中央銀行ってなんだろう

中央銀行とは日本銀行、米国FRB(連邦準備銀行)、欧州ECB(欧州中央銀行)、英国イングランド銀号など一国の通貨管理の中枢をなす銀行のことです。
概ね、ひとつの通貨にひとつの中央銀行があることになります。
ユーロの発行開始前には欧州各国はそれぞれ中央銀行があり、現在でもユーロ紙幣の発行は以前の各国の中央銀行が個別に行っています(なので、一定の範囲内でデザインにバリエーションがあります)。
中央銀行の役割として最も象徴的なことは紙幣の発行を行うことでしょう。
日本のお札は正式には日本銀行券といいますよね。
かつて、金や銀との兌換を紙幣の信用のベースにしていた時代には一定の金や銀の保有をもって担保する形で複数の銀行から銀行券が発行されるということも行われていましたが、現在の管理通貨制度のもとでは、ひとつの中央銀銀行が独占的に紙幣の発行を行うのが一般的です。

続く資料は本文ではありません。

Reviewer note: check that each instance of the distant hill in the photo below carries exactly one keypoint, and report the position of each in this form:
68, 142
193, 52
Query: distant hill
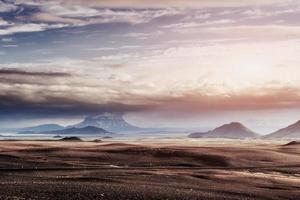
233, 130
71, 139
40, 128
109, 121
88, 130
292, 131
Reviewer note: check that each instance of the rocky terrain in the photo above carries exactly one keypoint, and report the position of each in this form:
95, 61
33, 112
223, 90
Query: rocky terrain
173, 170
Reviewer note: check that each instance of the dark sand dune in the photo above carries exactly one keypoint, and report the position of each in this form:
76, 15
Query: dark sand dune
117, 171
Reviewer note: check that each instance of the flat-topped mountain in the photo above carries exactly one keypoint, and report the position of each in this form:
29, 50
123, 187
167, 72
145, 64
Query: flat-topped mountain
88, 130
292, 131
113, 122
234, 130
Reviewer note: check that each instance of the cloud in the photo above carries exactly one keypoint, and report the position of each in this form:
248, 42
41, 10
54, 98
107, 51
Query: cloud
3, 22
184, 25
28, 27
7, 7
8, 72
170, 3
262, 13
267, 31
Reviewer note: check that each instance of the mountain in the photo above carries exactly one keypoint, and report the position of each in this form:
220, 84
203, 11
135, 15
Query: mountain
41, 128
233, 130
88, 130
292, 131
109, 121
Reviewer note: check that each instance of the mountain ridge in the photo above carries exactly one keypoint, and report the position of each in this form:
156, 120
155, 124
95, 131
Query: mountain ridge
233, 130
291, 131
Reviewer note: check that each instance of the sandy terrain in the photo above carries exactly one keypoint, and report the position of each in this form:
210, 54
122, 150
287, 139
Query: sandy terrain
191, 169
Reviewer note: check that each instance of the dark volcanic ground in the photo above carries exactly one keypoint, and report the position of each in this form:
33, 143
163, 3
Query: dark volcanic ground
82, 170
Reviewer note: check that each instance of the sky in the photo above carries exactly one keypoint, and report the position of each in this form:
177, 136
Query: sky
192, 63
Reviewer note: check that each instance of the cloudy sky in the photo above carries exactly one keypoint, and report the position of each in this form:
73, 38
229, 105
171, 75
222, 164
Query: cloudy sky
192, 63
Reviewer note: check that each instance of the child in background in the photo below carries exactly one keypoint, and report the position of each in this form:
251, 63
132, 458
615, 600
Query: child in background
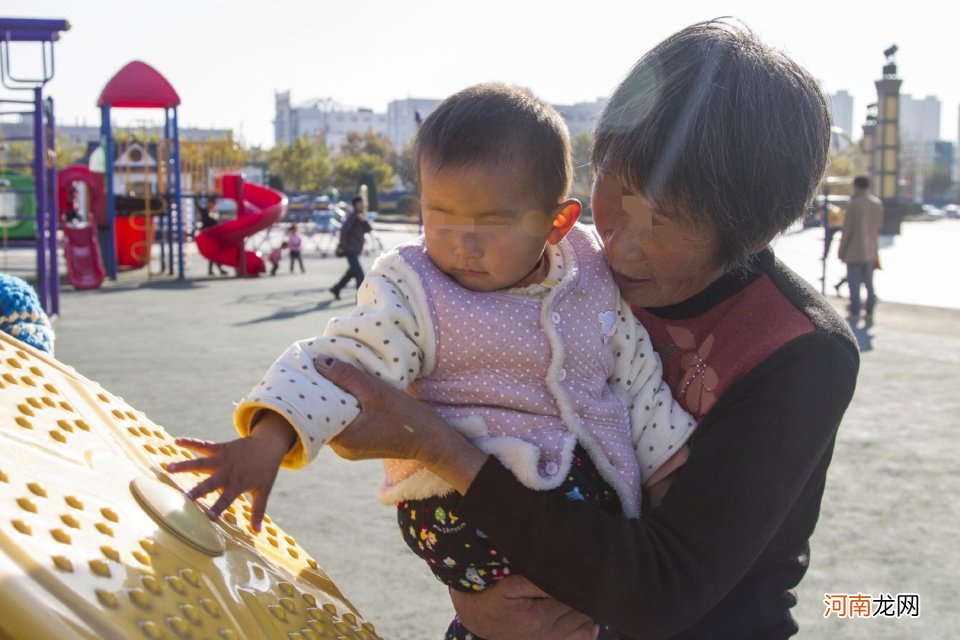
294, 242
505, 316
276, 254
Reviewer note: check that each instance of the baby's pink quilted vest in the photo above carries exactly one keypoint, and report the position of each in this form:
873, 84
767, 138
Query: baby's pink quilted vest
495, 358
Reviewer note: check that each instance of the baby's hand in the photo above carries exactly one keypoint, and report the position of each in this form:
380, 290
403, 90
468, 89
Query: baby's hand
245, 465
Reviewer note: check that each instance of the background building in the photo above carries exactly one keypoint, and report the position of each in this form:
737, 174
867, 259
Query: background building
398, 124
323, 116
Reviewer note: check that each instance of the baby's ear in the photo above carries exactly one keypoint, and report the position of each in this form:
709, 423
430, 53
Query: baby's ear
566, 217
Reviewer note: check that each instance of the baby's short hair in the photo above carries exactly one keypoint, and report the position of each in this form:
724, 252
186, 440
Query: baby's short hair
495, 124
718, 127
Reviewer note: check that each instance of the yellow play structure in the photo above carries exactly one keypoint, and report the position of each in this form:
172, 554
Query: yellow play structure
98, 542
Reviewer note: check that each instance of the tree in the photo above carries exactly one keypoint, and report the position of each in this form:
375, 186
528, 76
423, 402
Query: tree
303, 166
368, 142
403, 164
69, 151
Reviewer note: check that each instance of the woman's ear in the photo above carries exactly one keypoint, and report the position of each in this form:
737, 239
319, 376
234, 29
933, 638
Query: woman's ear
566, 217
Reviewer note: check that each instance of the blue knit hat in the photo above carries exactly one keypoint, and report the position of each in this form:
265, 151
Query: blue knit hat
21, 314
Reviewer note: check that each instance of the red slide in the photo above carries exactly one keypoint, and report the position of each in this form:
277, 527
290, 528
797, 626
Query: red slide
257, 208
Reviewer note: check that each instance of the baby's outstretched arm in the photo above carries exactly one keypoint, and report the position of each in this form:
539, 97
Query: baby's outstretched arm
245, 465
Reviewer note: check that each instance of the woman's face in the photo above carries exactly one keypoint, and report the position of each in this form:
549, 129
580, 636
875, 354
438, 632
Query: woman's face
656, 262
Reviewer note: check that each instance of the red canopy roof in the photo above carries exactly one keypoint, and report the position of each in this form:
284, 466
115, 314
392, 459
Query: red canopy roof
138, 85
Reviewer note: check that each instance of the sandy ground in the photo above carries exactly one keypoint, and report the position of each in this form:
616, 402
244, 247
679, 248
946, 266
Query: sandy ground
184, 351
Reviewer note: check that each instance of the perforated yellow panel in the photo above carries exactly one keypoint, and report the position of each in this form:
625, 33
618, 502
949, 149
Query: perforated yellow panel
80, 557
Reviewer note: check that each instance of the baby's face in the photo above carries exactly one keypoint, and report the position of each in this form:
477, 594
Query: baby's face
484, 226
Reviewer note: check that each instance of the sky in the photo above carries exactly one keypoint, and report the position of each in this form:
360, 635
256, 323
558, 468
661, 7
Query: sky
226, 59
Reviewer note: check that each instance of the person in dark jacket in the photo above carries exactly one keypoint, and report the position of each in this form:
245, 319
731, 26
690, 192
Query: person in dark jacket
352, 235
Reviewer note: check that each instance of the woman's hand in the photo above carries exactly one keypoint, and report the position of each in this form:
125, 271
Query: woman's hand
515, 609
391, 424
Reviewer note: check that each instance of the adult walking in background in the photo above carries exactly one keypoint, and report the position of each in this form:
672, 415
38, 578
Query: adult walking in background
352, 234
858, 247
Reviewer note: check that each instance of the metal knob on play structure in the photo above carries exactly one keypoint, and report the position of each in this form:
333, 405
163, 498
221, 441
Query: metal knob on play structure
96, 541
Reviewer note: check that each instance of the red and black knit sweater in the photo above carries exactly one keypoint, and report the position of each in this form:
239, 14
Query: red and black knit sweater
768, 368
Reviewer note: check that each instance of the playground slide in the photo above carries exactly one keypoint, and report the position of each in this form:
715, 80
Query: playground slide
258, 208
82, 251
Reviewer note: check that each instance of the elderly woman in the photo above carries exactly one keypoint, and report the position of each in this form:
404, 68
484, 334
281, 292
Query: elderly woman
710, 147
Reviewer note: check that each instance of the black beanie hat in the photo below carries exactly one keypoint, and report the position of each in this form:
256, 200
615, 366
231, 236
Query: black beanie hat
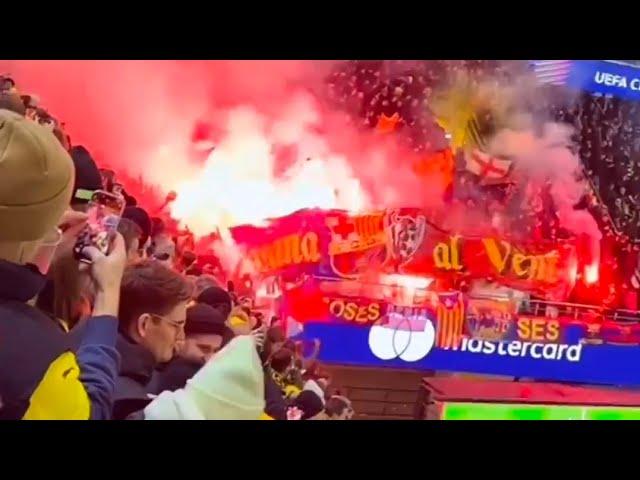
202, 318
88, 177
218, 298
141, 218
310, 404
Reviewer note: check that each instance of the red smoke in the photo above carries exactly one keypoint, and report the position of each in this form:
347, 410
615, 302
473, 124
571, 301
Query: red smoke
141, 117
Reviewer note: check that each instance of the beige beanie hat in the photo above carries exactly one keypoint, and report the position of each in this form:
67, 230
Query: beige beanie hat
229, 387
36, 180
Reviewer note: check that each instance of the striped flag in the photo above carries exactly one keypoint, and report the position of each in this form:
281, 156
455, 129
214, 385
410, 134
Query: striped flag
487, 167
450, 316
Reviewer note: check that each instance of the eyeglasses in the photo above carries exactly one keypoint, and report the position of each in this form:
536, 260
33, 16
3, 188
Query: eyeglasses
174, 324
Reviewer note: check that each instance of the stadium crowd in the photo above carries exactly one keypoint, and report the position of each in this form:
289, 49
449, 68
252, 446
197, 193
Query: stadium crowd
138, 330
150, 330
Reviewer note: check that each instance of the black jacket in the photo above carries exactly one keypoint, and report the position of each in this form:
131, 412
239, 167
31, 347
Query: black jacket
136, 371
173, 375
29, 339
275, 404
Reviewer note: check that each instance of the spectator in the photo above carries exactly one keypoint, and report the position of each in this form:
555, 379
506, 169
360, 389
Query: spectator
46, 379
9, 96
67, 295
217, 298
131, 233
309, 405
164, 250
141, 218
338, 408
229, 387
187, 259
205, 334
87, 179
280, 368
152, 314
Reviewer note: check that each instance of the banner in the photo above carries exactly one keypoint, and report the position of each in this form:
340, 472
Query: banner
456, 334
598, 76
335, 244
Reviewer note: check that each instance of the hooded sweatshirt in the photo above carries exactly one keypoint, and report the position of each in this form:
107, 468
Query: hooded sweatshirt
230, 386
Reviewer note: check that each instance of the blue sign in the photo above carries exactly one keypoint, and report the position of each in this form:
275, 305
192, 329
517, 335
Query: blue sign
598, 76
573, 361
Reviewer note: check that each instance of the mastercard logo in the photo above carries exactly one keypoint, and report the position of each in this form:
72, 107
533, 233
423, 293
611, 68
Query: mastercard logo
408, 338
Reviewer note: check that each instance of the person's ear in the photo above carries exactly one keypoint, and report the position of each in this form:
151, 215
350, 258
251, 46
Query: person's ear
143, 324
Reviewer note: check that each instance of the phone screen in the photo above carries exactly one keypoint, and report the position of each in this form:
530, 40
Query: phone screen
104, 212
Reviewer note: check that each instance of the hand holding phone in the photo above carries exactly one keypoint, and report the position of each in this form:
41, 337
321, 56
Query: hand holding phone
103, 216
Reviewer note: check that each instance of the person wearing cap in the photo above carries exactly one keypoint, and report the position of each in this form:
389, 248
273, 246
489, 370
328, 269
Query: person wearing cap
205, 334
230, 386
218, 298
87, 178
140, 217
67, 294
45, 373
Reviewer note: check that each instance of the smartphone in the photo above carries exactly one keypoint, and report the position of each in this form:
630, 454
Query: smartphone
104, 212
117, 189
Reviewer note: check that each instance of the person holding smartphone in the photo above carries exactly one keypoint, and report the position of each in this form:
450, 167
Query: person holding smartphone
47, 374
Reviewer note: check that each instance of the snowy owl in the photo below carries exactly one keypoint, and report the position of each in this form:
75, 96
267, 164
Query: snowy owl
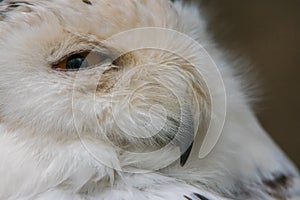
110, 99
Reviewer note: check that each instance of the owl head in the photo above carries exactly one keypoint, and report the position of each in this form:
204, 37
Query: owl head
119, 76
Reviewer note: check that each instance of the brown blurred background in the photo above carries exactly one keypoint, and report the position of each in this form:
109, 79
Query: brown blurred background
266, 33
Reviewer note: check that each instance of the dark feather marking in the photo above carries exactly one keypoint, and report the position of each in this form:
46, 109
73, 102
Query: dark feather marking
87, 2
201, 197
278, 186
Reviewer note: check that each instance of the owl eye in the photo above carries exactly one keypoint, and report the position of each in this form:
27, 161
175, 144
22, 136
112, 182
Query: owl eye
79, 61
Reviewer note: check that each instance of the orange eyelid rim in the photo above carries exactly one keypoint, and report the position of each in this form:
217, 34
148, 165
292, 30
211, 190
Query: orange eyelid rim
93, 58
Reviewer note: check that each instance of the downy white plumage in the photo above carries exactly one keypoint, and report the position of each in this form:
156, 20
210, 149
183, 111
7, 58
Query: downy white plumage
69, 133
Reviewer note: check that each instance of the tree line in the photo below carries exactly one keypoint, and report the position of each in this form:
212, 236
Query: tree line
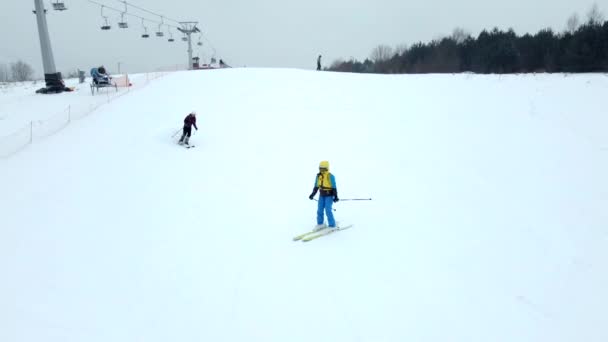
581, 47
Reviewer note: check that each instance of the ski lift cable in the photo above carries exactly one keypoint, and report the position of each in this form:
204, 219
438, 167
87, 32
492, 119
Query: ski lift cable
145, 10
130, 14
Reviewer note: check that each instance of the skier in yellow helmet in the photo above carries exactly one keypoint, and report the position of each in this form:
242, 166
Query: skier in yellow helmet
325, 183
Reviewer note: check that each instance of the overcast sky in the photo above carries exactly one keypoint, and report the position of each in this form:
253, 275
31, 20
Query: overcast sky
262, 33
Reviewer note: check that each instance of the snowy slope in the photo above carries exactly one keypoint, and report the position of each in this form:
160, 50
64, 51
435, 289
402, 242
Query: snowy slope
488, 220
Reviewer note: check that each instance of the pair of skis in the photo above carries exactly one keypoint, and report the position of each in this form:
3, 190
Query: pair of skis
315, 234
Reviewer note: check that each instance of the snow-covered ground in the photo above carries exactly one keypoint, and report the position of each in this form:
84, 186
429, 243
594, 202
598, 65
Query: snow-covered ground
488, 219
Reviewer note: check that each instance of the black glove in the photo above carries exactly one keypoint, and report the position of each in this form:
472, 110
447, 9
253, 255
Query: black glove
314, 192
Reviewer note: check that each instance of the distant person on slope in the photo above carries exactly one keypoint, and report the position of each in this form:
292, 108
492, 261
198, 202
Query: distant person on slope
189, 121
325, 183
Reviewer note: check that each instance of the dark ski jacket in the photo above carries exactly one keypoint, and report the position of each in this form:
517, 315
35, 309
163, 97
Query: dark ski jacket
190, 121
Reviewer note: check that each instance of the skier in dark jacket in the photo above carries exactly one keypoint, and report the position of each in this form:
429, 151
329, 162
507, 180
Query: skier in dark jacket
189, 121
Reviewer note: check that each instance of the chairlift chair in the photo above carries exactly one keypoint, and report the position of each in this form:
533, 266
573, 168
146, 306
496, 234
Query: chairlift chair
145, 34
59, 6
105, 26
160, 33
122, 23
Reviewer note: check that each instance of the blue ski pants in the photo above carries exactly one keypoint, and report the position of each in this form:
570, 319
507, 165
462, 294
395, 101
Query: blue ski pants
325, 204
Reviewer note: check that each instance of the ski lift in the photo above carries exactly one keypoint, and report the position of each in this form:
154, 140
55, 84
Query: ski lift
59, 6
145, 34
160, 33
122, 23
106, 26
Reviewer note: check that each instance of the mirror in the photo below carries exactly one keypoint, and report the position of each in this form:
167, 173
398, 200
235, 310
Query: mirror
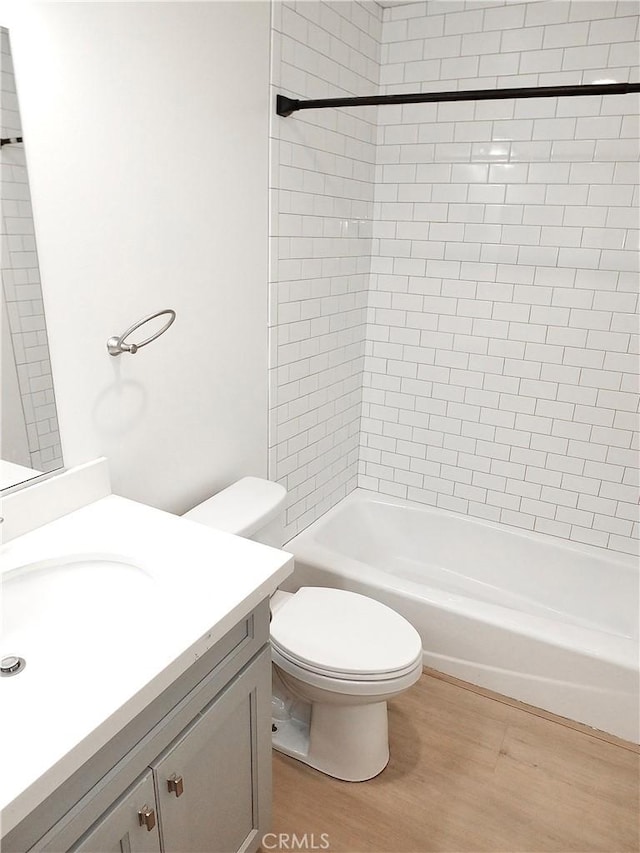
29, 434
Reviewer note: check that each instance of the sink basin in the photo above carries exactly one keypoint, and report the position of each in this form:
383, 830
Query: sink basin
108, 605
69, 616
56, 599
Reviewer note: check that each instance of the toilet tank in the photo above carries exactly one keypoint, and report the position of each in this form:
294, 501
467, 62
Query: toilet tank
252, 507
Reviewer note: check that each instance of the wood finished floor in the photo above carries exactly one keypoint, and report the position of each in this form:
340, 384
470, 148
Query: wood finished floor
469, 773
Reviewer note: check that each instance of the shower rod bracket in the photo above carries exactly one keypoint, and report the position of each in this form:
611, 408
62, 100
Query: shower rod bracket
286, 106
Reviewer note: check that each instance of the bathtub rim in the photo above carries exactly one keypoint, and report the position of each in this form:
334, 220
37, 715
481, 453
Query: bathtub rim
619, 649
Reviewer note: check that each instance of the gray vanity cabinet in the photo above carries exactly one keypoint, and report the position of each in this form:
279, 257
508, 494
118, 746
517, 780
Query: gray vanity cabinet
130, 824
204, 804
202, 792
190, 774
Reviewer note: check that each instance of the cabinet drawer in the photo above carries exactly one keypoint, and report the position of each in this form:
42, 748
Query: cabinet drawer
130, 825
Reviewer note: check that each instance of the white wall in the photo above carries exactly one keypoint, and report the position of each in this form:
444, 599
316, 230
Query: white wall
146, 128
502, 374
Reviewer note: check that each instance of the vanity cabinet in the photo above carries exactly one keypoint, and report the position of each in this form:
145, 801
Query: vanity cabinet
200, 793
192, 773
130, 825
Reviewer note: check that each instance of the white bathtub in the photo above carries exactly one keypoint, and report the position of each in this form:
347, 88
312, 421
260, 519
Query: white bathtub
547, 622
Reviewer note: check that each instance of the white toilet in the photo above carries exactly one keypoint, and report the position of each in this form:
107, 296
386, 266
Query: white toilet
338, 656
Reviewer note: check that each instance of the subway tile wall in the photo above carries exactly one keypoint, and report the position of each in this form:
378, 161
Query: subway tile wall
501, 369
322, 185
22, 289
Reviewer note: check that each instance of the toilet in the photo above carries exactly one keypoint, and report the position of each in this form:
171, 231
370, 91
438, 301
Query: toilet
338, 656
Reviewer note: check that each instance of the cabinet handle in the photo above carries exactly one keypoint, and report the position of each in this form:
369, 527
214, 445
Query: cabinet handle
175, 785
147, 817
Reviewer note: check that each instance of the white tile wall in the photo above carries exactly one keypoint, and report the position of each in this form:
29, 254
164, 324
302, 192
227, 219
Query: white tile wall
501, 370
322, 175
21, 283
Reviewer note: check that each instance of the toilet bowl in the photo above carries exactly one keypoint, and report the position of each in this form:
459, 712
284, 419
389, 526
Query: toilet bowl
338, 656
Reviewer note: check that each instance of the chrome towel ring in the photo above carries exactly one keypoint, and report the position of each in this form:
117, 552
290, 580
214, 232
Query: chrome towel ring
116, 345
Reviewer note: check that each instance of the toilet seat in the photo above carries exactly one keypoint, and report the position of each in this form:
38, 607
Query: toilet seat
344, 635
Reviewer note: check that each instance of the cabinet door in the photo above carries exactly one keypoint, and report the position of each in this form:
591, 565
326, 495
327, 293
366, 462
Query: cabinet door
129, 826
213, 784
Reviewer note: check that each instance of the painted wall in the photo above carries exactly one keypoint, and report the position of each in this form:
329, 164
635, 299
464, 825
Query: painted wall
146, 128
30, 435
322, 181
502, 369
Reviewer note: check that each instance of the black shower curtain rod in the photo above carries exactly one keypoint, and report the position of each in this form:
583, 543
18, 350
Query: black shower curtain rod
286, 106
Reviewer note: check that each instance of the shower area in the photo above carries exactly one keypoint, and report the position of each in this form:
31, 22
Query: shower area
453, 286
453, 321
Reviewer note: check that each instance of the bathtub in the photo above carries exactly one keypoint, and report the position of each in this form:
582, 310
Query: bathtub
538, 619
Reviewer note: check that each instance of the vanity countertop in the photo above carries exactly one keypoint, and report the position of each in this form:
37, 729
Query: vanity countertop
163, 592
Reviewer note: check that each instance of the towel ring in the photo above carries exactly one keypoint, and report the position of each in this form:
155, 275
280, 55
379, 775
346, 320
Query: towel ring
116, 344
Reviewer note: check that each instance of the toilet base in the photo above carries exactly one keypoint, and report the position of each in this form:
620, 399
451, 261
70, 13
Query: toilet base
348, 742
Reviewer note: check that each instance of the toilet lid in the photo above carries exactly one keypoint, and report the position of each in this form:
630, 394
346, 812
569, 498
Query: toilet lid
341, 633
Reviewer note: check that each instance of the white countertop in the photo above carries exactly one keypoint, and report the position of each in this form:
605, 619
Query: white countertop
93, 668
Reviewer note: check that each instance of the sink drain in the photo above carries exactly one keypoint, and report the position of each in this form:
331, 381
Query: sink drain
11, 665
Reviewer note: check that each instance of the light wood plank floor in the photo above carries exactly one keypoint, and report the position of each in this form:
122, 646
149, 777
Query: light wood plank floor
469, 772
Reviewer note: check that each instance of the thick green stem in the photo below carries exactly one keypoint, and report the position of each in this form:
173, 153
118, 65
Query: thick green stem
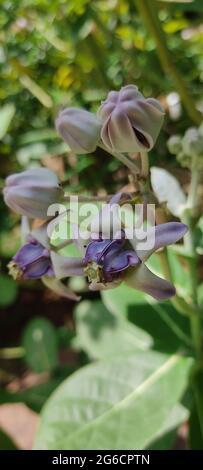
122, 158
178, 302
148, 12
12, 353
144, 165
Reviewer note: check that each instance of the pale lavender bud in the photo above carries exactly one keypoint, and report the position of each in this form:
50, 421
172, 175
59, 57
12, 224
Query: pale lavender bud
131, 123
31, 192
32, 261
174, 144
192, 142
80, 129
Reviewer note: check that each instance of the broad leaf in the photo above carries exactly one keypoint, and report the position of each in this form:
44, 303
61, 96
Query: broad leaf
168, 329
101, 334
115, 404
40, 343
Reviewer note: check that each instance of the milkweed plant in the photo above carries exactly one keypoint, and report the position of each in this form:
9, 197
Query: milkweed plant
139, 249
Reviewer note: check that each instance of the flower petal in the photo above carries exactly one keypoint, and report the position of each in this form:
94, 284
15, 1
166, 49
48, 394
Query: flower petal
65, 266
121, 261
41, 235
158, 237
143, 279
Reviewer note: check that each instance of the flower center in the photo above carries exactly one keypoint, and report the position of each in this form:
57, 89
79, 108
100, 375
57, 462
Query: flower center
94, 272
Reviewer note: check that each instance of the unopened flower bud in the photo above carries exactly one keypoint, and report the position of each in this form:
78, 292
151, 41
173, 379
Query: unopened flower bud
174, 144
192, 142
80, 129
130, 122
31, 192
32, 261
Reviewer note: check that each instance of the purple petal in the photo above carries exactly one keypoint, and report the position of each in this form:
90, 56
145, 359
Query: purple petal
29, 253
122, 261
41, 235
143, 279
66, 266
38, 269
96, 250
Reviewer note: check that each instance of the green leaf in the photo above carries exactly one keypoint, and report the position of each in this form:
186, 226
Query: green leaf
100, 334
6, 442
120, 403
40, 343
196, 419
6, 115
119, 300
159, 320
8, 290
166, 435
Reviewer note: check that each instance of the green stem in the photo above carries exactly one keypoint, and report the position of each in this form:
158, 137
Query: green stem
178, 302
145, 165
148, 12
12, 353
122, 158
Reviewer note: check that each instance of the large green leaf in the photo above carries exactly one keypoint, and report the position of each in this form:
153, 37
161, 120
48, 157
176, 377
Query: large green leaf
168, 329
166, 434
121, 403
40, 343
101, 334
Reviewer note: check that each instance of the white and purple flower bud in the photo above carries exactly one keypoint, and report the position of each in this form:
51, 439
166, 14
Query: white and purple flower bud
32, 261
130, 122
31, 192
174, 144
192, 142
80, 129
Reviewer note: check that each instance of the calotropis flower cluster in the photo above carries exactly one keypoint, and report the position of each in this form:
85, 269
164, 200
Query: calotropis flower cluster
126, 122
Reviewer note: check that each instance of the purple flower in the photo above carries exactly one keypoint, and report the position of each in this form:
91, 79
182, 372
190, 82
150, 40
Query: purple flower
32, 261
31, 192
80, 129
105, 260
36, 259
108, 262
130, 122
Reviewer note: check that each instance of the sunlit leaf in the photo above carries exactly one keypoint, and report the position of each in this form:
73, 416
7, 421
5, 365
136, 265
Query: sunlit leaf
121, 403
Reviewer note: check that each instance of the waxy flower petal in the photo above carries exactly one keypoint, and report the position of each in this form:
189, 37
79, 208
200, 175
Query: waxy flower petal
80, 129
130, 122
31, 192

政府から独立した企業体である中央銀行が通貨の発行権を握るということに違和感を感じる人もいるでしょう、しかし、政府のように一国の財政を預かる経済主体が自ら通貨の発行も行うということになるとモラルハザードの危険もあり(しかも国民も支持してしまう危険が十分あり)政府とは独立した機関にこれを行わせるメリットがあります。
中央銀行の役割としては他に、市中銀行に資金を貸し付ける銀行の銀行としての役割、国債の売買窓口となり政府財政資金を提供する役割、金利政策や市場介入により通貨価値の維持、インフレの調整などの金融政策を実施することなどがあげられます。
中央銀行総裁は選挙の結果如何で地位を失う総理大臣よりも安定した地位にあると同時に、現実の国の財政を握る立場にあります。
いくら予算を組んだところで日銀が資金の供給を止めれば政府は公務員の給料も払えません。
日銀総裁の報酬が総理大臣より高いということが問題になったことがありますが、その強力な権力を考えると当然だろうなと思います(それが良いとは感じませんが)。